The day Natsumi Kogawa was last seen alive, she was supposed to meet with a new Canadian friend who had promised to get her a job at a Japanese restaurant where his cousin worked.
Derek Manhas was going to pick up Kogawa at her North Burnaby homestay on Sept. 8, 2016, at 5:30 p.m., later changed to 6:30 p.m. They were planning to walk the Seawall and go to Miku near Canada Place so she could fill out a job application.
But the message the 30-year-old Japanese student sent to Manhas, 35, confirming their 6:30 p.m. meeting was the last time he ever heard from her.
When Kogawa didn’t show up, Manhas looked for her between her home and the nearest SkyTrain station, texting her along the way before finally giving up and going home.
A few hours before that planned meeting, Kogawa was captured on CCTV video walking with William Schneider west on Hastings Street toward Stanley Park.
She had just bought a mickey of vodka at a liquor store and some chips and crackers at the Dollarama store, both not far from Miku.
Two weeks later, Kogawa’s body was found in a suitcase on a lot of the old Gabriola Mansion, and the old Macaroni Grill, in the West End of Vancouver. The next day, Schneider was arrested in Vernon.

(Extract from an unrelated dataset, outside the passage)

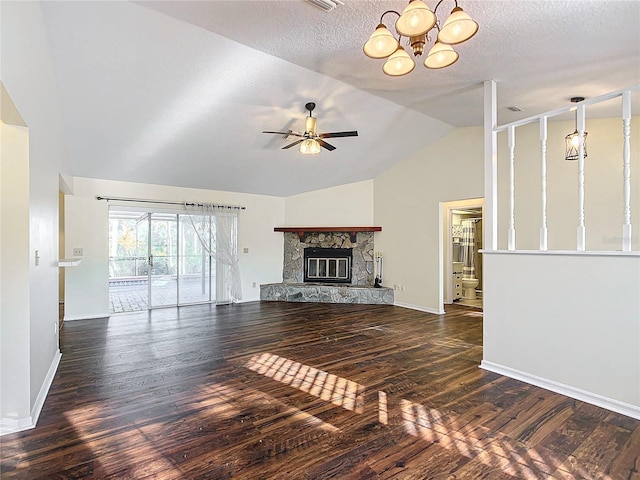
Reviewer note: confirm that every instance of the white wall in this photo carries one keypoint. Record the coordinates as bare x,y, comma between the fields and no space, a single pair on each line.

Schneider, an unemployed 51-year-old who at the time was living in a shelter and collecting welfare, has been charged with her murder and with interfering with human remains.

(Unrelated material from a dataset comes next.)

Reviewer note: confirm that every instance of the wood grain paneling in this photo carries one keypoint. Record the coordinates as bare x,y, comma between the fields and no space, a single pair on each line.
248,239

He has pleaded not guilty to both charges at his B.C. Supreme Court trial in front of judge and jury.
Manhas, who met Kogawa through mutual friends in mid-July 2016, told court he was immediately concerned about Kogawa’s no-show on Sept. 8.
That weekend he went hiking out of town and when he returned and realized that other friends hadn’t heard from Kogawa, he called police to report her missing.
That evening, Jay Vergara, Kogawa’s boyfriend, also called police to report her missing after Kogawa hadn’t returned any of his texts or calls since they last communicated shortly after midnight on Sept. 8, 2016.
Vergara testified that he travelled to her Burnaby homestay on Sept. 12, 2016, to try to find her.
“I thought maybe she was sick, something had happened with her phone,” he said. “I was panicking and I was knocking on her door.”
Vergara said Kogawa “studied a lot to perfect her English” and wanted to find a part-time job and to extend her visa to allow her to remain in Canada because she “loved” it here.
He also said she was learning to play the ukulele.
Manhas described Kogawa as “happy, calm, peaceful, nice, genuine.”
Both men said she never exhibited any medical, emotional or mental problems and didn’t take any drugs, prescribed or otherwise. Vergara said she drank beer but didn’t drink vodka.
On Thursday, Crown will call as its witness Schneider’s brother, Warren Schneider.